The Heights School in Roslyn Heights, shown in February.

The Heights School in Roslyn Heights, shown in February. Credit: Howard Schnapp

The Heights School, an early childhood learning center in the Roslyn Public Schools system, was in the midst of a multimillion-dollar renovation last summer when it was unwittingly brought into an illegal dumping scheme.

The campus, which serves pre-kindergarten to first-grade students, received a truckload of recycled concrete aggregate, a type of processed construction debris.

The only problem, according to prosecutors and school officials: The renovations — including a new main entrance, library and heating system — didn’t call for any of that material.

As part of a 131-count indictment returned last November, the Suffolk County district attorney’s office alleges that the material, though later deemed nontoxic, constituted solid waste regulated by the state Department of Environmental Conservation.

In connection with the incident, a waste industry executive, Frank Rotondo, and a company he is tied to, Modern Leasing Inc. (aka Dumpmasters), face charges of felony criminal mischief and misdemeanor operation of a solid waste management facility without a permit. Authorities say they arranged for delivery of the materials from a Queens waste transfer station to the school.

James Williams, the truck driver who allegedly dumped the waste on June 11, 2018, faces misdemeanor charges of criminal facilitation and transporting solid waste without authorization.

Like the others charged in the larger alleged dumping scheme, dubbed “Operation Pay Dirt,” that defiled numerous Long Island residential and commercial properties, the defendants have pleaded not guilty.

Attorneys for Rotondo and Modern Leasing didn’t respond to requests for comment.

But Williams’ lawyer said that his client was merely following an instruction to bring materials from one location to another, with no knowledge that it couldn’t be dropped there.

“Your boss orders you to deliver fill, you don’t say no,” said the attorney, Donald Mates Jr., of Hauppauge. “He would have been fired on the spot.”

The materials dumped at the school, according to the Pay Dirt indictment, came from the Durante Bros Construction Corp. yard in Flushing. That company faces numerous counts connected to providing the solid waste dumped at a half-dozen other sites but, for reasons prosecutors didn’t detail, was not charged specifically in the case of the material delivered to the Heights School.

At several of the other properties in the scheme, prosecutors allege the solid waste from Durante Bros was represented by middlemen as “clean fill” dirt but contained hazardous substances, including diesel and the toxic pesticide components dieldrin and aldrin.

The company and its operators, who were charged individually with misdemeanor conspiracy, have pleaded not guilty.

Even though the aggregate brought to the Heights School, in contrast to other sites, tested negative for any hazardous substances, the discovery prompted the district to mobilize for the worst-case scenario.

Officials covered the material with a tarp, cordoned off the area, placed guards at the site to limit access and hired an independent environmental firm to conduct tests, said Roslyn Schools Superintendent Allison Brown.

Weeks after the material was delivered, the DEC told the district that it could be removed without remediation. The district’s construction manager for the Heights School renovation directed the responsible contractor — whom Brown did not identify — to remove the material under DEC supervision.
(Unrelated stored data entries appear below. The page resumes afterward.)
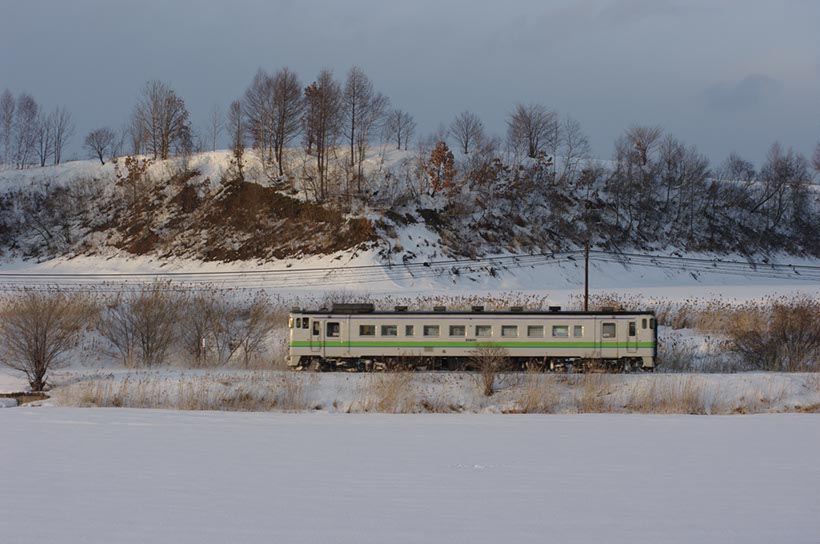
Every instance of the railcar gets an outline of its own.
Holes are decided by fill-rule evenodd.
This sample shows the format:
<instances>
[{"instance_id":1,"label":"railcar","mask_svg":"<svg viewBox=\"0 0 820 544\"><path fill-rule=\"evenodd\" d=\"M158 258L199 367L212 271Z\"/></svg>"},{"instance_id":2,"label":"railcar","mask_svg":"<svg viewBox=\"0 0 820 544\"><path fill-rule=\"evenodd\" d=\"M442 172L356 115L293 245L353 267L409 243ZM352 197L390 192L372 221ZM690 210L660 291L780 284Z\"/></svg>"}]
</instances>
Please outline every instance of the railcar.
<instances>
[{"instance_id":1,"label":"railcar","mask_svg":"<svg viewBox=\"0 0 820 544\"><path fill-rule=\"evenodd\" d=\"M292 367L463 370L483 346L503 348L518 369L653 370L657 326L651 311L376 311L372 304L290 313Z\"/></svg>"}]
</instances>

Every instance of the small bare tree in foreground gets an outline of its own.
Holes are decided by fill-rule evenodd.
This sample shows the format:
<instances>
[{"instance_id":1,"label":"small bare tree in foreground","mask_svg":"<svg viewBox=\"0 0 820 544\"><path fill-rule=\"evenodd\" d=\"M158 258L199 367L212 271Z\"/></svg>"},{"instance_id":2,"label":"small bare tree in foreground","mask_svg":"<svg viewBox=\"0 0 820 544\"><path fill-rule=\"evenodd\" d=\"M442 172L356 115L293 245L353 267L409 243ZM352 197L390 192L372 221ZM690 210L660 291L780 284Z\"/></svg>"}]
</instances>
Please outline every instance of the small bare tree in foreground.
<instances>
[{"instance_id":1,"label":"small bare tree in foreground","mask_svg":"<svg viewBox=\"0 0 820 544\"><path fill-rule=\"evenodd\" d=\"M0 362L25 374L32 391L42 391L49 371L75 347L92 310L86 299L59 291L14 295L0 311Z\"/></svg>"},{"instance_id":2,"label":"small bare tree in foreground","mask_svg":"<svg viewBox=\"0 0 820 544\"><path fill-rule=\"evenodd\" d=\"M509 352L501 346L483 344L470 354L470 366L478 371L479 384L484 395L493 396L499 382L499 374L510 369Z\"/></svg>"},{"instance_id":3,"label":"small bare tree in foreground","mask_svg":"<svg viewBox=\"0 0 820 544\"><path fill-rule=\"evenodd\" d=\"M450 123L448 133L458 143L461 152L467 155L485 138L484 123L475 113L463 111Z\"/></svg>"}]
</instances>

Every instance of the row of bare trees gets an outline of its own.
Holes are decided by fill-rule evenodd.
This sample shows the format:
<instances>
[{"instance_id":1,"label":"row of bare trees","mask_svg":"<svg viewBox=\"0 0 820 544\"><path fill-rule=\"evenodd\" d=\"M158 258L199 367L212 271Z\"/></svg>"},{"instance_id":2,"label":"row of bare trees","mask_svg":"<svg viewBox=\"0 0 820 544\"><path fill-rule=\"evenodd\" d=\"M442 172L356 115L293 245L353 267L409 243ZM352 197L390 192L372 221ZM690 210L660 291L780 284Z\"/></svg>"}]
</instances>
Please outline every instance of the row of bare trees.
<instances>
[{"instance_id":1,"label":"row of bare trees","mask_svg":"<svg viewBox=\"0 0 820 544\"><path fill-rule=\"evenodd\" d=\"M0 164L26 168L60 164L71 137L71 113L57 107L46 113L33 96L0 94Z\"/></svg>"},{"instance_id":2,"label":"row of bare trees","mask_svg":"<svg viewBox=\"0 0 820 544\"><path fill-rule=\"evenodd\" d=\"M67 362L81 339L97 336L106 354L129 367L165 364L172 354L194 366L247 367L283 316L262 293L242 298L151 285L101 299L24 290L0 305L0 364L23 373L32 390L42 391L50 372Z\"/></svg>"}]
</instances>

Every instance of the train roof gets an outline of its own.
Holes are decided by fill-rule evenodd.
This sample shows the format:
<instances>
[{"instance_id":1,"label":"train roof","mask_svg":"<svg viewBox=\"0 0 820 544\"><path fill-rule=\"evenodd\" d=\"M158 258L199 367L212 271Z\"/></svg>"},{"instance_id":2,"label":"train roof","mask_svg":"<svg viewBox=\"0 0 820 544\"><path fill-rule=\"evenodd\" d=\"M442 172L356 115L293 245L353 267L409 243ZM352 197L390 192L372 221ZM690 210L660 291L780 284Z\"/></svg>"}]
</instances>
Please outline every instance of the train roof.
<instances>
[{"instance_id":1,"label":"train roof","mask_svg":"<svg viewBox=\"0 0 820 544\"><path fill-rule=\"evenodd\" d=\"M345 311L333 311L332 309L322 309L322 310L303 310L299 308L294 308L291 310L292 314L301 314L301 315L339 315L339 316L403 316L403 315L410 315L410 316L470 316L470 317L479 317L482 315L488 316L509 316L509 317L516 317L521 315L538 315L538 316L579 316L579 315L589 315L589 316L618 316L618 315L655 315L654 310L643 310L643 311L627 311L627 310L613 310L613 311L603 311L603 310L596 310L596 311L588 311L585 312L583 310L555 310L555 311L547 311L547 310L538 310L538 311L526 311L526 310L492 310L492 311L471 311L471 310L373 310L369 312L345 312Z\"/></svg>"}]
</instances>

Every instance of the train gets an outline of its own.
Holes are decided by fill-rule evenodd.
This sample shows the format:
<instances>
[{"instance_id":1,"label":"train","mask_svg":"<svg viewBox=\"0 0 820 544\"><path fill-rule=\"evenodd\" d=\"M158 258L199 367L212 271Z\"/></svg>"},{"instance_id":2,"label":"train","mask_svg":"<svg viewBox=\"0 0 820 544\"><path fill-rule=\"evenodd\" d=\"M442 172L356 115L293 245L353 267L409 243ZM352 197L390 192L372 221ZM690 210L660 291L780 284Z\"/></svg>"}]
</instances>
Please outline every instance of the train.
<instances>
[{"instance_id":1,"label":"train","mask_svg":"<svg viewBox=\"0 0 820 544\"><path fill-rule=\"evenodd\" d=\"M654 312L610 308L377 311L348 303L293 308L288 327L288 364L317 371L474 370L487 348L510 370L653 371L658 345Z\"/></svg>"}]
</instances>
“All costs associated with this matter, including testing, are the responsibility of the general contractor,” Brown wrote in an email.
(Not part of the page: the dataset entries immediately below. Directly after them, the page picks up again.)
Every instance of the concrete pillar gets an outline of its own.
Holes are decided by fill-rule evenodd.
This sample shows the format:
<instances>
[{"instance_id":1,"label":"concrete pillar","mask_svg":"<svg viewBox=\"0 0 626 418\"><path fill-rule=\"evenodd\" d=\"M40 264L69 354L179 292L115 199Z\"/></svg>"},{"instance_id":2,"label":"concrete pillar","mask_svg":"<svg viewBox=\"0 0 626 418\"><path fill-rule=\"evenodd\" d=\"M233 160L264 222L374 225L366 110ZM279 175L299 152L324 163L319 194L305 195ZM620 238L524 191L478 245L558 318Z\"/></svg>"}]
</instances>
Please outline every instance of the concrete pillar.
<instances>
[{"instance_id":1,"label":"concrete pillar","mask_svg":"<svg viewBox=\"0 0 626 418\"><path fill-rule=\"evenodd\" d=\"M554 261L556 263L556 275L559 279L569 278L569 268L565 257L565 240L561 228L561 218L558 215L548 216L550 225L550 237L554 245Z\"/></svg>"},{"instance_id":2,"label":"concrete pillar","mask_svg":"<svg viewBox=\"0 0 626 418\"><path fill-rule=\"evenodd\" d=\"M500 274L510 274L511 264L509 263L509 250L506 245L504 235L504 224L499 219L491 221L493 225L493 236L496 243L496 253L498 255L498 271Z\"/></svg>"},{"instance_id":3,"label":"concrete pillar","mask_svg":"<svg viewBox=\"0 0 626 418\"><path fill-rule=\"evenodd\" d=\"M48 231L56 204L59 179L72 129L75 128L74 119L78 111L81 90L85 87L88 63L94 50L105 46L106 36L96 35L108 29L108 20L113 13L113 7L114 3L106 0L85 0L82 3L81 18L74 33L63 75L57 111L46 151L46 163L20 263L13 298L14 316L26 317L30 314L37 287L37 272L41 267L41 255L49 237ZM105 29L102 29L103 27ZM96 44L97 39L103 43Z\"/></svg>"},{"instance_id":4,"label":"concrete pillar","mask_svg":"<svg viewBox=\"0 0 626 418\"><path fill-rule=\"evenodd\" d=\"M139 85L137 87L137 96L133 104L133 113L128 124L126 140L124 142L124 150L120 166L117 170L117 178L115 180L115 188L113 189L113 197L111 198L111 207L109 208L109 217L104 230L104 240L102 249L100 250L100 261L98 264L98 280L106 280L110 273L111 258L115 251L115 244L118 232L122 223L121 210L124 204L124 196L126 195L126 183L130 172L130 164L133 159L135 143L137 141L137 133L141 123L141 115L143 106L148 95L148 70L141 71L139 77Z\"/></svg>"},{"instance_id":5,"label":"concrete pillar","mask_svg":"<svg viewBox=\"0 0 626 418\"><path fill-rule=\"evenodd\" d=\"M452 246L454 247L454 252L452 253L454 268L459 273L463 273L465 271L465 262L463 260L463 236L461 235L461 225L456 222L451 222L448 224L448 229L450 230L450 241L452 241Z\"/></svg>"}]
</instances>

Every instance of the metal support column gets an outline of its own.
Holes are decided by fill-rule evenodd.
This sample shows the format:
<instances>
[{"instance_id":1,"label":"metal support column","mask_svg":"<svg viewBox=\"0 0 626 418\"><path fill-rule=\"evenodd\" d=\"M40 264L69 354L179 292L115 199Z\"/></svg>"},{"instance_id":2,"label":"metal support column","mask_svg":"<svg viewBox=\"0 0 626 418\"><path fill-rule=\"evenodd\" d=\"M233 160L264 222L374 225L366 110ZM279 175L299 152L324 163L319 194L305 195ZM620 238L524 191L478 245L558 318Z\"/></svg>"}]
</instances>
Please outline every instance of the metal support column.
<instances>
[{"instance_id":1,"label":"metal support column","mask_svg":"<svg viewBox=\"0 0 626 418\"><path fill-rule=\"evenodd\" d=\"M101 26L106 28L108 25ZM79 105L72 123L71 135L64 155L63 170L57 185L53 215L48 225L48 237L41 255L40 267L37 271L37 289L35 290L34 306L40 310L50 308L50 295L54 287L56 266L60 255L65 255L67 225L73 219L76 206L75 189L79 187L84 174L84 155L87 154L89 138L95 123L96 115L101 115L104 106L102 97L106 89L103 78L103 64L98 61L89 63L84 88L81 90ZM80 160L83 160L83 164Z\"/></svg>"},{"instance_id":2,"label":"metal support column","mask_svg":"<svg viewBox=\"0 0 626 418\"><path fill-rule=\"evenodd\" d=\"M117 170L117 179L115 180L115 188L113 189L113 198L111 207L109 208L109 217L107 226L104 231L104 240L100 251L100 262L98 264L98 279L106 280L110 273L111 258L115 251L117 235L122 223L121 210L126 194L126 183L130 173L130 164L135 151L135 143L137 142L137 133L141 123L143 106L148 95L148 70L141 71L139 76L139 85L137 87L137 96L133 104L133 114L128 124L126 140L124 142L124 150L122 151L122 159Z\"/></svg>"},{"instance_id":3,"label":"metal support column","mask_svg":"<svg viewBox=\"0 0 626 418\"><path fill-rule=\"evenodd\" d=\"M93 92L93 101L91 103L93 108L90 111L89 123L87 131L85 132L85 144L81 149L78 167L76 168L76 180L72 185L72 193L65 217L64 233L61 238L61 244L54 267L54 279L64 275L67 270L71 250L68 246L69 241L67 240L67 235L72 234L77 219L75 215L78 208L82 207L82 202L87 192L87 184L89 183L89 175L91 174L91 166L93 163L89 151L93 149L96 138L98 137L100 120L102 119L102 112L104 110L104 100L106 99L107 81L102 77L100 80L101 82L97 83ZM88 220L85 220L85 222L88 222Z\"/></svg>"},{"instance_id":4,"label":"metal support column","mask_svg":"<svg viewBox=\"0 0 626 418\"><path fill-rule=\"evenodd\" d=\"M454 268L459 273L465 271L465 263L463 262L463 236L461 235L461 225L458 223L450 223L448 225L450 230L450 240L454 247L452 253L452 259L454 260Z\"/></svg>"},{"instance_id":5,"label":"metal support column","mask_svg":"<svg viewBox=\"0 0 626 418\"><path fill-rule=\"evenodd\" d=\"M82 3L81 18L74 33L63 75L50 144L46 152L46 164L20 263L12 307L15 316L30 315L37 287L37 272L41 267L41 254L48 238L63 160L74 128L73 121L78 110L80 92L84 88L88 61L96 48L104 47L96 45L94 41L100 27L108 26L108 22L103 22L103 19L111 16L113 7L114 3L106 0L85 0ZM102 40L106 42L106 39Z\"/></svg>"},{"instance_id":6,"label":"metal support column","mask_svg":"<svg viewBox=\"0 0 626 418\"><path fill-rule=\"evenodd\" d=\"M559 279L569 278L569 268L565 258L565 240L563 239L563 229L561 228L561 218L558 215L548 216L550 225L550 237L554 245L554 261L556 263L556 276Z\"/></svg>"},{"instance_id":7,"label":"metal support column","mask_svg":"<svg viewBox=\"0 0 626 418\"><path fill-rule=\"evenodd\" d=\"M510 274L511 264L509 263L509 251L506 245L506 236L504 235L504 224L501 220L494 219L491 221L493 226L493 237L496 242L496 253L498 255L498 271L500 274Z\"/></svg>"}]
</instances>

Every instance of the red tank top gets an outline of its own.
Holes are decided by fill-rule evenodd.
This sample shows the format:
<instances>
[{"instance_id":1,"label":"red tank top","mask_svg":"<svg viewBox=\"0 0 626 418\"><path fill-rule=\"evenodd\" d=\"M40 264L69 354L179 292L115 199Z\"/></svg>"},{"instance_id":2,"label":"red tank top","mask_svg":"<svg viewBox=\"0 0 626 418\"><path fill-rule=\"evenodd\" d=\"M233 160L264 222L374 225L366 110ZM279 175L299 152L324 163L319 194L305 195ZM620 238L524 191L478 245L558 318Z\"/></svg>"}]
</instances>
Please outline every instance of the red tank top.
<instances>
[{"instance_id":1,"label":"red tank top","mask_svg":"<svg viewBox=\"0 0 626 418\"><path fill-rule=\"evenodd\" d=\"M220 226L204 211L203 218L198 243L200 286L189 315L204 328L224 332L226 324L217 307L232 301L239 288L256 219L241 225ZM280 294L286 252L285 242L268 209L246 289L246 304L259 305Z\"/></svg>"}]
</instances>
The superintendent didn’t respond to further questions, including the cost of the response, why the material was brought to the school and how the district’s general contractor came to work with companies charged in a criminal dumping scheme.

The incident appeared to get little public mention at the school board meetings that immediately followed, according to available minutes.

At the first meeting after the incident, however, Brown had provided a report to the board about summer construction projects, including at the Roslyn Heights campus, that were part of a districtwide $40 million capital plan, according to minutes of the meeting posted on the district's website. 

“Construction at The Heights School is scheduled to be completed by August 15th," Brown said, according to a written description by the district clerk. "However, due to unforeseen conditions, the completion date may be delayed.”